Garam Tradisional Petani Flotim Tetap Diminati

Editor: Koko Triarko

LARANTUKA – Membanjirnya garam produksi pabrikan yang dijual hingga ke desa-desa, tidak membuat petani garam tradisional berhenti berproduksi. Garam tradisional di Flores Timur masih tetap diminati konsumen.

“Produksi garam kami tetap dimintai pembeli di pasar tradisional. Satu rantang (wadah plastik) dijual Rp5.000. Banyak juga yang beli untuk mengawetkan ikan,” sebut Maria Fatima Kean, pamasak garam tradisional, Selasa (20/8/2019).

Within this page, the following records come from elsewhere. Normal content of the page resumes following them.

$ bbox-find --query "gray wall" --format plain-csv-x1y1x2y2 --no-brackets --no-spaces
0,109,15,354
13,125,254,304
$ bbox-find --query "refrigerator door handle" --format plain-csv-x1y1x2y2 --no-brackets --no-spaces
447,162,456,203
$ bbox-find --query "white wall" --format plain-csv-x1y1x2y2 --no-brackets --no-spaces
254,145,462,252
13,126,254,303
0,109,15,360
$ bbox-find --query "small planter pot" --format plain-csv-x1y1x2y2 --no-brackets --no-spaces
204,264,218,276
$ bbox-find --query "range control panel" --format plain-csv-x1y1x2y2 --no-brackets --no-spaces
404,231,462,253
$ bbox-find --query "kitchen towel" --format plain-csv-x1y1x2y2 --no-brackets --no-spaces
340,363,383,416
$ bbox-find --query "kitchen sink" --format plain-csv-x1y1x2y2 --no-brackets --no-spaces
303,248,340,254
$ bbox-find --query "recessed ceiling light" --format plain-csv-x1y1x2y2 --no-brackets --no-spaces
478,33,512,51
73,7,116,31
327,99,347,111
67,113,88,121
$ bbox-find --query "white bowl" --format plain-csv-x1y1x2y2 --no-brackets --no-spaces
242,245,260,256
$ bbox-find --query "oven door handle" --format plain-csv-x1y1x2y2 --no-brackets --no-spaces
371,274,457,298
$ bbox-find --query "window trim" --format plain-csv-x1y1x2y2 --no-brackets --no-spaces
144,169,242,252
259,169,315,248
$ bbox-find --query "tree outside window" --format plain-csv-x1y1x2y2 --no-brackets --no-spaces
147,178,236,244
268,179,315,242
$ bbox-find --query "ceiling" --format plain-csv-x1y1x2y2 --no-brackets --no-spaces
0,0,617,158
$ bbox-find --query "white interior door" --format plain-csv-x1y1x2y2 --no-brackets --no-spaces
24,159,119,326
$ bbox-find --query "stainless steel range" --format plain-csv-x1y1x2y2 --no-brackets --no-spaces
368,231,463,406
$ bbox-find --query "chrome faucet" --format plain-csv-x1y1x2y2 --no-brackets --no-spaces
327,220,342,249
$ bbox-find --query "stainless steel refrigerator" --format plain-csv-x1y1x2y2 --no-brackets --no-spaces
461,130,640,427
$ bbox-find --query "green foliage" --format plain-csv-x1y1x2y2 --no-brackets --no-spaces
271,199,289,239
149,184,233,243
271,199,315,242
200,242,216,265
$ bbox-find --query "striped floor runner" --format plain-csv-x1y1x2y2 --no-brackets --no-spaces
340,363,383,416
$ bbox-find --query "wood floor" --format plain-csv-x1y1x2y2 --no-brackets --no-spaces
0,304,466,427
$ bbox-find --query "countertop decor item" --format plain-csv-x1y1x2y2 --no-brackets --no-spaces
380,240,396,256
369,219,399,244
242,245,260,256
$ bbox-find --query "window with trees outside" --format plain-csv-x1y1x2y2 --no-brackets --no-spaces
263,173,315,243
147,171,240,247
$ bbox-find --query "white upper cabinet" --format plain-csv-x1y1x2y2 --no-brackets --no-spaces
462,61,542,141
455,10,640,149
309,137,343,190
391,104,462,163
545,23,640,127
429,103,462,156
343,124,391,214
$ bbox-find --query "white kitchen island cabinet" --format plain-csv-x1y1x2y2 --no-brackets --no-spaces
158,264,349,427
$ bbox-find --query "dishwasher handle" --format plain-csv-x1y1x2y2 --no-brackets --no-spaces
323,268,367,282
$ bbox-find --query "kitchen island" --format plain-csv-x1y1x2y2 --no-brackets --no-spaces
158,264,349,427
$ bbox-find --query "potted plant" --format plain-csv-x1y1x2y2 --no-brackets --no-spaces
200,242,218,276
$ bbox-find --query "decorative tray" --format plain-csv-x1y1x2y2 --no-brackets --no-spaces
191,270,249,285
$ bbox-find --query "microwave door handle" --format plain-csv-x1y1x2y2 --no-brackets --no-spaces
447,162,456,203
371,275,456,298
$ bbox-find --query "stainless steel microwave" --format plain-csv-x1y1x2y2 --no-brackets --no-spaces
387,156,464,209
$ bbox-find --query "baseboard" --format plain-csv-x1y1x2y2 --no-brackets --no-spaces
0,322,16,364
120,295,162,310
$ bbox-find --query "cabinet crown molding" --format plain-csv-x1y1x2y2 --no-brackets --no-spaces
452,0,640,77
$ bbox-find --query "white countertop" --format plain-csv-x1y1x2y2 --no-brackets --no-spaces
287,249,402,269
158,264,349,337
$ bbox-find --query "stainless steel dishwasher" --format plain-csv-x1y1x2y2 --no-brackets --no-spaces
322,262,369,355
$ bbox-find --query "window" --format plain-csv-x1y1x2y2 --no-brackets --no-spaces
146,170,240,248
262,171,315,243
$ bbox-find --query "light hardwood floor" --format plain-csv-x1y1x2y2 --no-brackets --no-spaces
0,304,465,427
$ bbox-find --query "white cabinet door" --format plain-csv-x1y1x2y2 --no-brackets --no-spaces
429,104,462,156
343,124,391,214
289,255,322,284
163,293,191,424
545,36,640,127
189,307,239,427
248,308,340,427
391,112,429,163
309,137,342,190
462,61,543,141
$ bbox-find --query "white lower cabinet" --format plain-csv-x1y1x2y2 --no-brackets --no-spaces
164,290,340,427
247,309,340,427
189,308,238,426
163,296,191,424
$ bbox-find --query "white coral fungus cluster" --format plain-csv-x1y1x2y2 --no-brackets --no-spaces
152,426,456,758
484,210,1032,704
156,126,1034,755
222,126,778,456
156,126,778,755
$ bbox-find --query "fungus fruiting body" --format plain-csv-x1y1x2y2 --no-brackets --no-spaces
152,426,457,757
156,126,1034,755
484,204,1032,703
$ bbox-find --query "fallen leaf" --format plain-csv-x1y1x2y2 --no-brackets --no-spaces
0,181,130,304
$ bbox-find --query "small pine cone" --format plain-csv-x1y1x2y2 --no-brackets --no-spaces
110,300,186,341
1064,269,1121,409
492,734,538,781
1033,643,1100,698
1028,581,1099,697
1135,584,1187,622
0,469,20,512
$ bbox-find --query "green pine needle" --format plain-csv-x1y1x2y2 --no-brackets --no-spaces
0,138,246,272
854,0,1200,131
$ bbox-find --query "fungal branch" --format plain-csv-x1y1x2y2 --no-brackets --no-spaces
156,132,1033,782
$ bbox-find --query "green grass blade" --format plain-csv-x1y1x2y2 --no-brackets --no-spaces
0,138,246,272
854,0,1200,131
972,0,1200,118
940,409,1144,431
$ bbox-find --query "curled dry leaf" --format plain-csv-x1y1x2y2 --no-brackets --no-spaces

Dikatakan Fatima. sapaannya, penjualan paling banyak terjadi saat hari Rabu saat ada pasar Oka. Paling banyak laku hingga Rp100.000, karena banyak pembeli yang datang ke pasar mingguan ini.

“Kalau jual di pasar Inpres Larantuka, dalam sehari paling hanya laku terjual Rp50.000 . Paling kami cuma dapat untung Rp30.000. Tapi, kami tetap memasak dan menjual garam,” terangnya.

Maria Barek Maran, pemasak garam tradisional di Desa Mokantarak, Kecamatan Larantuka, Flores Timur, NTT. -Foto: Ebed de Rosary

Fatima menjelaskan, kelompoknya Ina Mokantarak terdiri 21 perempuan pemasak garam. Hampir setiap hari, sejak pukul 11 WITA hingga 17.00 WITA, melakukan aktivitas memasak garam di pantai Oka, dekat tempat pemandian air panas.

“Kami setiap hari memasak garam secara tradisional menggunakan kayu bakar. Garam kami ambil dari air laut yang ada di pantai, dan dimasak di drum di pantai tersebut,” ungkapnya.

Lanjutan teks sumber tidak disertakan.